The datasheet says nothing about internal pull-up/down resistors on the address inputs, so does this mean they're floating?
As explained in other answers, if the datasheet doesn't mention any defaults, then you should specifically set the address inputs as you require them. Even if there were (weak) internal pull-ups / pull-downs, if they aren't documented in the datasheet, then you can't rely on them. In this case, the address pins appear to be normal CMOS inputs with all the pros and cons that implies.
Some I2C devices have much more complicated address inputs than the DS75. For example, some devices can allow address inputs to be floating (as in that case they are essentially analog inputs and have internal bias resistors) to set a different I2C address from when it is being pulled high or low. However that behaviour would definitely be explained in such a device's datasheet.
the block diagram has nothing of any help
One source of information for the DS75 which has not been mentioned in other answers, and gives you specific confirmation in your case, is the original Dallas Semiconductor datasheet, before Maxim took over the company. Not for the first time after a takeover, the change to a "new company" datasheet format actually lost some of the original information :-(
Look at the difference in the block diagrams shown in the new and old datasheet versions.

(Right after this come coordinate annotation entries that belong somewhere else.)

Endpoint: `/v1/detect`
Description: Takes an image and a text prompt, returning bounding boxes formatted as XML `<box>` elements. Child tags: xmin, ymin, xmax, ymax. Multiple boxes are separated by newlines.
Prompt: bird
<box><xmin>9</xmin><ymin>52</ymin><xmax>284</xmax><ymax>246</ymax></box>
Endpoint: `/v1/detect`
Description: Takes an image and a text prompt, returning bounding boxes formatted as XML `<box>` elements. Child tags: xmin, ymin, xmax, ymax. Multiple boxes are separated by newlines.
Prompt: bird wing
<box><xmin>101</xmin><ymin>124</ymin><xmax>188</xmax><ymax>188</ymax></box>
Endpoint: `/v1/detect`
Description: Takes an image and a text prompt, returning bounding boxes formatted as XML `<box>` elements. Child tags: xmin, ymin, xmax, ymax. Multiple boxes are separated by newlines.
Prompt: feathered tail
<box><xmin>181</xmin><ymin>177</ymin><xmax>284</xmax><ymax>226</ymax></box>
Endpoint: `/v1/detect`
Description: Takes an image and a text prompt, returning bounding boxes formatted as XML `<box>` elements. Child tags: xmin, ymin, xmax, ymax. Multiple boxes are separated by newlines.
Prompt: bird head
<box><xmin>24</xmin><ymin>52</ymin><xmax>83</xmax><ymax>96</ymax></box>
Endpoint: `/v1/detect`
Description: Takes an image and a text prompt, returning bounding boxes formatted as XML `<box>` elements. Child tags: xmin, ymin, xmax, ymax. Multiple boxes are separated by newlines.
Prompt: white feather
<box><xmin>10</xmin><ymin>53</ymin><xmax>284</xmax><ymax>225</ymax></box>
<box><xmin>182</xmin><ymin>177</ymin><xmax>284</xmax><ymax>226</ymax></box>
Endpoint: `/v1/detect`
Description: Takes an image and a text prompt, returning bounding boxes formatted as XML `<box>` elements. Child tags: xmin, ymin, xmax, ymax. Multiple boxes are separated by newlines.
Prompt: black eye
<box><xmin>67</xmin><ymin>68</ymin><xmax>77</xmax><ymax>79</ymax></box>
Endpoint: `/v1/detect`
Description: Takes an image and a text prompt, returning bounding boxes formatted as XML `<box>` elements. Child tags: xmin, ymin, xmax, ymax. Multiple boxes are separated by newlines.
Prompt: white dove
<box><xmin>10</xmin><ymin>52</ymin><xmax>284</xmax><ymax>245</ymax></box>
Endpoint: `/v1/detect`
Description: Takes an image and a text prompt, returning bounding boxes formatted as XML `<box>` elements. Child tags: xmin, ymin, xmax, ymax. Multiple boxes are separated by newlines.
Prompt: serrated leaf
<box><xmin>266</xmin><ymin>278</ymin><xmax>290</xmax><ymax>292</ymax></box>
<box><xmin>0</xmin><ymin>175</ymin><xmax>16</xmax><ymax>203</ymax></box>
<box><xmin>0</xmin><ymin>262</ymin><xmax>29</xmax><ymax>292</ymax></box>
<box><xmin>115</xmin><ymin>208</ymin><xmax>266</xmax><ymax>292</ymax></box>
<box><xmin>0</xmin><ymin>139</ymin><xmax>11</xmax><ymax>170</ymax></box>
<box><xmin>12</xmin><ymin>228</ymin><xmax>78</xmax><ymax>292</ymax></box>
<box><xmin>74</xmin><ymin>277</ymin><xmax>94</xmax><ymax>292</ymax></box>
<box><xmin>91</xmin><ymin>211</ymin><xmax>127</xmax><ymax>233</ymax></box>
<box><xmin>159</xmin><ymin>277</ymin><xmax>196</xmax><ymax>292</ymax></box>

Here is figure 1 in the Maxim DS75 datasheet:
But figure 1 in the old Dallas Semiconductor version of the DS75 datasheet showed this - see the part which I've highlighted in red:
That confirms that the DS75 address pins should be connected to 0V or VDD to set the specific address you require.
Just for completeness, there is a tiny possibility of a new company making changes to a device after a takeover, such that old datasheets don't fully apply. Whilst that can happen (e.g. when a Fab belonging to the "new company", starts to be used to manufacture a device, which was previously manufactured at a different Fab belonging to the "old company") my experience is that big functional changes are avoided, if it would cause a lack of compatibility with the original devices. The lack of any documentation to the contrary in your case, means that I'm confident the part highlighted in red above still applies to Maxim-branded DS75 devices.